“Abortion made legal right up until birth.”
For weeks now, I’ve been reading troubling headlines like this. And scrolling through post after post by concerned Christians has only added to my burdened heart.
The feeling reminds me of a day so many years ago.
Even now, nearly 40 years later, I get sick when I remember what it felt like sitting in the waiting room while my friend had an abortion. I’m ashamed to admit my role in making it easier for her to end her pregnancy.
Back then, shortly after abortion first became legal, it was rarely discussed in the church. I grew up going to church, yet I never remember anyone even mentioning the issue.
In fact, the first time I learned about abortion was when a Christian friend asked me to go with her to an abortion clinic. She and her boyfriend (also a Christian) had become sexually active and now she was pregnant.
“It just sort of happened one night in the back seat of his car,” she explained.
A Sense of Dread
Since both of them came from respected Christian homes, they were convinced that news of their pregnancy would ruin their parents’ reputations and bring shame upon themselves and their families.
Convinced that their only option was to protect their parents from this horrible experience and salvage their own reputations, the two looked to an agency that assured them an abortion only eliminates unwanted tissue – not a live baby.
As my friends explained their plight and showed me the convincing information they’d received from the clinic, I agreed to support them by going with them for the abortion.
As I sat with many others in the waiting room, I couldn’t help but sense a feeling of dread. I knew it was wrong to help them hide this from their parents. Yet there I was, sharing a waiting room with other accomplices to what was happening beyond those doors.
Afterward, my friend spent the night at my house because she was shaken, bleeding, weak and emotional. She was afraid that if she went home that night her mother would sense something was wrong. The next morning we agreed to never again speak of what happened.
The following Sunday in our church parking lot, I saw a young married couple whom I’d encountered at the abortion clinic. They’d terminated their pregnancy, they said, because they “weren’t ready to have kids.”
When the woman saw me her eyes fell to the ground. Her husband quickly escorted her away from me – the 16-year-old girl who knew their shameful secret. Again, I got that sick feeling in my stomach. I thought, What have we done?
That year, five of my Christian friends aborted their babies. Each believed they had no other “choice” because their unplanned pregnancy would devastate their parents – and upset their plans for the future.
I eventually came to realize that I’d been an accomplice in the termination of my friend’s baby. I’d spent years suppressing the memory until I was married and pregnant myself. As my own baby hiccupped, kicked and rolled in my womb, the reality of my child’s personhood overwhelmed me, as did the sorrow over the baby I’d helped my friend terminate.

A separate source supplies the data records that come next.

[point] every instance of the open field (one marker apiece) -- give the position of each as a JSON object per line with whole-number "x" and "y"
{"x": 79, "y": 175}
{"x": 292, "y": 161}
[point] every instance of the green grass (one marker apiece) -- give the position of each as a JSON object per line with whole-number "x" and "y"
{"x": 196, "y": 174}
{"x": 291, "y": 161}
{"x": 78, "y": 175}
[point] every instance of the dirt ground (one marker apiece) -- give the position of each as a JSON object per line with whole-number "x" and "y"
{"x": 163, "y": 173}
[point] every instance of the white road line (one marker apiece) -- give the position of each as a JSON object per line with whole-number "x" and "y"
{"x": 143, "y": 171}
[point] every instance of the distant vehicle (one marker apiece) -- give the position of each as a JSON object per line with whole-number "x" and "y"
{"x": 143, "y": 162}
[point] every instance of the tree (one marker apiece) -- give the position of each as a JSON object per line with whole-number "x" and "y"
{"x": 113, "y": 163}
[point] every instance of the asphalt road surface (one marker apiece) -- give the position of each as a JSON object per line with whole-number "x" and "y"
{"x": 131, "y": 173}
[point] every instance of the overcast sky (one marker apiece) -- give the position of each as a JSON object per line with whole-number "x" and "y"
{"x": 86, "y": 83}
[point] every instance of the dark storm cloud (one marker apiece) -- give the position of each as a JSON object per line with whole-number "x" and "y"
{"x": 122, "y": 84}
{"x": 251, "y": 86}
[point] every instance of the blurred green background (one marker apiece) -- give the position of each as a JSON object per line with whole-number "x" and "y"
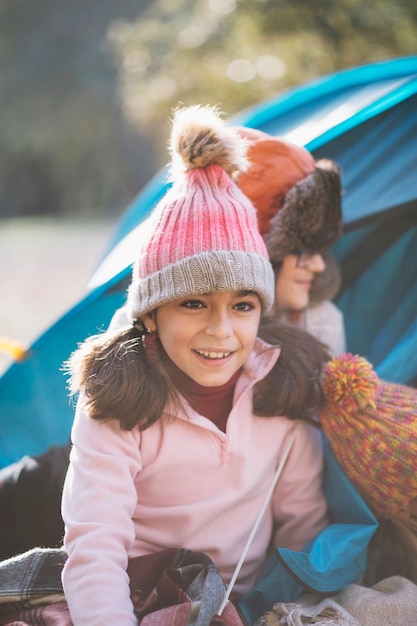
{"x": 87, "y": 88}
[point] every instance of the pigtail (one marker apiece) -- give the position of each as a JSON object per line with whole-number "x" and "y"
{"x": 292, "y": 388}
{"x": 117, "y": 380}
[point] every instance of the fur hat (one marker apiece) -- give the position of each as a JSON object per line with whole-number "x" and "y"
{"x": 203, "y": 235}
{"x": 298, "y": 201}
{"x": 372, "y": 429}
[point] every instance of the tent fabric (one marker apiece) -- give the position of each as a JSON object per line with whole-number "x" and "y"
{"x": 331, "y": 561}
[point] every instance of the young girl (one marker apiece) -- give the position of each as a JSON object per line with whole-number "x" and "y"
{"x": 298, "y": 203}
{"x": 180, "y": 423}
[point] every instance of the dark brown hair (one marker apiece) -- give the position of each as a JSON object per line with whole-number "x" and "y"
{"x": 119, "y": 381}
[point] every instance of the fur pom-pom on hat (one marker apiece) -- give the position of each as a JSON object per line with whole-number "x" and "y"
{"x": 200, "y": 138}
{"x": 203, "y": 235}
{"x": 372, "y": 428}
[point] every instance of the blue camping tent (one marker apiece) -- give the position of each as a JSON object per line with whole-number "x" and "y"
{"x": 366, "y": 119}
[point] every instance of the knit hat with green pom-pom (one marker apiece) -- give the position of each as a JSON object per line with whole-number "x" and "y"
{"x": 372, "y": 429}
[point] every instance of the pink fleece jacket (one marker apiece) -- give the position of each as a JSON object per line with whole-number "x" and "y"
{"x": 184, "y": 483}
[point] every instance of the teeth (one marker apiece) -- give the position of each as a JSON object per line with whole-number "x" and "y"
{"x": 213, "y": 355}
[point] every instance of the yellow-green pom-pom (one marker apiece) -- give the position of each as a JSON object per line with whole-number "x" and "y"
{"x": 350, "y": 382}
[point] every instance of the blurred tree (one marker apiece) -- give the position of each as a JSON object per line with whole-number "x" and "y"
{"x": 66, "y": 147}
{"x": 237, "y": 52}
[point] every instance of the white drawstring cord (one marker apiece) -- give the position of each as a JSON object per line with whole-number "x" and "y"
{"x": 258, "y": 519}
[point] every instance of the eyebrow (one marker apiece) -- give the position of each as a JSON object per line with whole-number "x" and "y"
{"x": 239, "y": 294}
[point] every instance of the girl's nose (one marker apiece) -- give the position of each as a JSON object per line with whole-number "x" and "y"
{"x": 219, "y": 324}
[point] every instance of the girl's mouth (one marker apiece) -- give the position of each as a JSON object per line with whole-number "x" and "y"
{"x": 206, "y": 354}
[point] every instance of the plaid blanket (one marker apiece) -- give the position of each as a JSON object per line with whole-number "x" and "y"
{"x": 178, "y": 587}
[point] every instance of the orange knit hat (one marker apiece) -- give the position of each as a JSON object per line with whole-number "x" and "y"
{"x": 372, "y": 428}
{"x": 275, "y": 167}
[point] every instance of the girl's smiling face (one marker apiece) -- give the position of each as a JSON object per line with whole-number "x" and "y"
{"x": 209, "y": 336}
{"x": 293, "y": 283}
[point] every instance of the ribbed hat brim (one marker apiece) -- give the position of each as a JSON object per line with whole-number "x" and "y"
{"x": 215, "y": 271}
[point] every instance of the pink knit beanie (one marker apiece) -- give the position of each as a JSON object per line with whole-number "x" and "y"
{"x": 203, "y": 235}
{"x": 372, "y": 429}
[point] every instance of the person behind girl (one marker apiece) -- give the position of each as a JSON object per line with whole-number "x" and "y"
{"x": 298, "y": 203}
{"x": 184, "y": 413}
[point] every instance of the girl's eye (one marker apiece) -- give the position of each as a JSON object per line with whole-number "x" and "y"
{"x": 192, "y": 304}
{"x": 244, "y": 306}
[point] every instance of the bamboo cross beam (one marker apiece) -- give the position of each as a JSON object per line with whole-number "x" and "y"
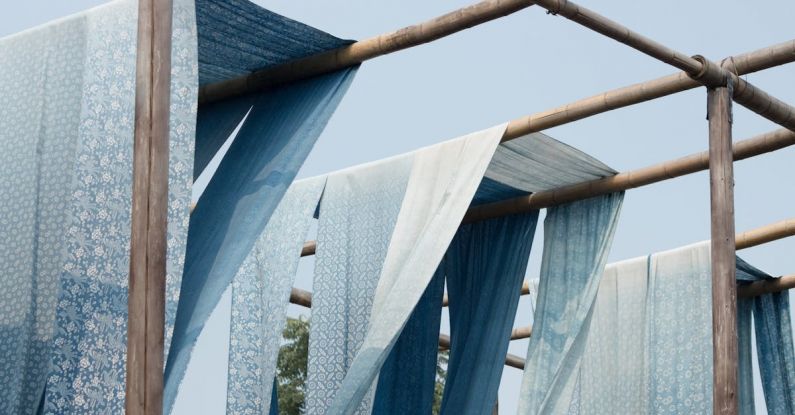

The Bible tells us that God can use for good what others mean for evil, and my experience from the past is what fueled my passion to later teach young people about Christ-honoring romance, sexual purity and the many lies about abortion. Over the next 18 years, my youth pastor husband, Steve, and I spoke at youth events and traveled the country speaking to teens.
We shared the Gospel, challenged them to live in wholehearted devotion to Christ and explained how and why to walk in sexual purity – trusting God to write their love story.
When I later had coffee with one of those teens – a young woman who came home pregnant from Bible college – I told her, “I am so proud of you.”
She responded, “Proud? Why? Look at me.”
I said, “Because you easily could have snuck away and had an abortion and not mentioned it to your parents.”
She replied, “Oh, believe me that I wanted to. I even had an appointment for an abortion. But your voice kept rolling around in my head. The stuff you taught us as teens resonated, and I just couldn’t kill my baby. …”
One Person at a Time
When a woman has an abortion, she often believes that God could never love her. Teens who hide an abortion might believe they’d lose their parents' love if they ever knew. We must teach them of God’s unconditional love for everyone, included those ashamed of an abortion.
If we’re not careful, hating abortion can easily be interpreted as hating the one who had the abortion. Jesus said, “Let him who is without sin be the first to throw a stone” (John 8:7). Ask the Lord to help you show His compassion for those who’ve aborted their babies, and to share with them the hope of the Gospel.
Preventing abortion isn’t likely going to happen through politics alone. Rather, it’ll happen by teaching one person at a time. You never know what God will do with the words you speak to the next generation!